Quitarse el sombrero. Siempre me ha parecido una expresión elegante y significativa. Quitarse el sombrero ante personas a las que admiras, antes personas que han influido de alguna manera sobre tu manera de enfocar la vida cotidiana o el trabajo. Eso es lo que hace Elvira Lindo en su último libro, '30 maneras de quitarse el sombrero' (Seix Barral). Se lo quita 29 veces ante diferentes artistas -mujeres, en su mayoría-, y la última, para completar el número que señala el título, más que quitarse el sombrero, lo que hace es enfrentarse a sí misma -ante el espejo, ante el papel, ante los lectores- en un autorretrato, entre melancólico y humorístico, entre la reflexión, la confidencia y las anécdotas, que se detiene en aspectos importantes de su vida y de su obra. Aspectos como el sentido del humor, la corrección política que a veces conduce al ridículo más absoluto (como es el caso de las traducciones de sus Manolitos en algunos países), la fragilidad de quien se dedica a contar historias y la necesidad, en definitiva, de sentirse querida, comprendida, arropada, respetada. Como esa actriz que, sola en un escenario, ofrece todo su talento y su sabiduría, y necesita finalmente, después de vaciarse, de entregarse por completo, el aplauso del público para compensar la magnitud del esfuerzo. Hay también mucha ternura en este autorretrato. La misma que desprende el dibujito de la propia autora que ilustra sus palabras. Lindo, por arte de magia y del carboncillo, convertida en cómica, aunque el tono se vuelva serio porque la vida, a ratos, también se vuelve así.

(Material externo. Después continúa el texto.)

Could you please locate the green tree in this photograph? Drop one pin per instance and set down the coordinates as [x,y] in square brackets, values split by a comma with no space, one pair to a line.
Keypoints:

Muchas mujeres, como digo. Actrices, historiadoras, escritoras, fotógrafas... Todas ellas primeras figuras en sus respectivos oficios. Y en todas ellas, encuentra Lindo un rasgo que les otorga grandes dosis de humanidad. Ese detalle que revela que, junto al talento y al duro trabajo, hay una mujer que piensa, que siente, que se estremece. Que tiene sus dudas, sus problemas, sus contradicciones, sus anhelos, sus miedos. Mujeres a las que nadie les ha regalado nada, que han tenido que esforzarse mucho para sacar adelante sus proyectos, para no sentirse juzgadas por una vara más severa que la que juzga a sus colegas masculinos realizando el mismo oficio. O esa otra vara, igual de severa, con la que las personas con talento se juzgan a sí mismas. Escritoras enormes como Alice Munro, Margaret Atwood, Patricia Highsmith, Dorothy Parker, Carson McCullers o Edna O`Brien se codean aquí con María Guerrero, Mary Beard, Sally Mann (bellísimo es el retrato de esta fotógrafa) o ese Víctor Erice (también aparecen algunos hombres muy talentosos en el libro) que supo convertir en una obra maestra visual el valioso relato de la que fuera su esposa, Adelaida García Morales.
"No sé qué sería de mí sin el acto de admirar", escribe Lindo en uno de estos ensayos. El acto de admirar con humildad, podríamos añadir. Y así, escribiendo sobre esas personas admiradas, ha construido también una especie de autobiografía que recorre el trayecto que va desde que era aquella niña que imitaba a Raphael o a Camilo José Cela para agradar a su padre a la gran escritora en la que Elvira Lindo se ha convertido y ante la que, nosotros también, nos quitamos el sombrero con toda la elegancia de la que somos capaces.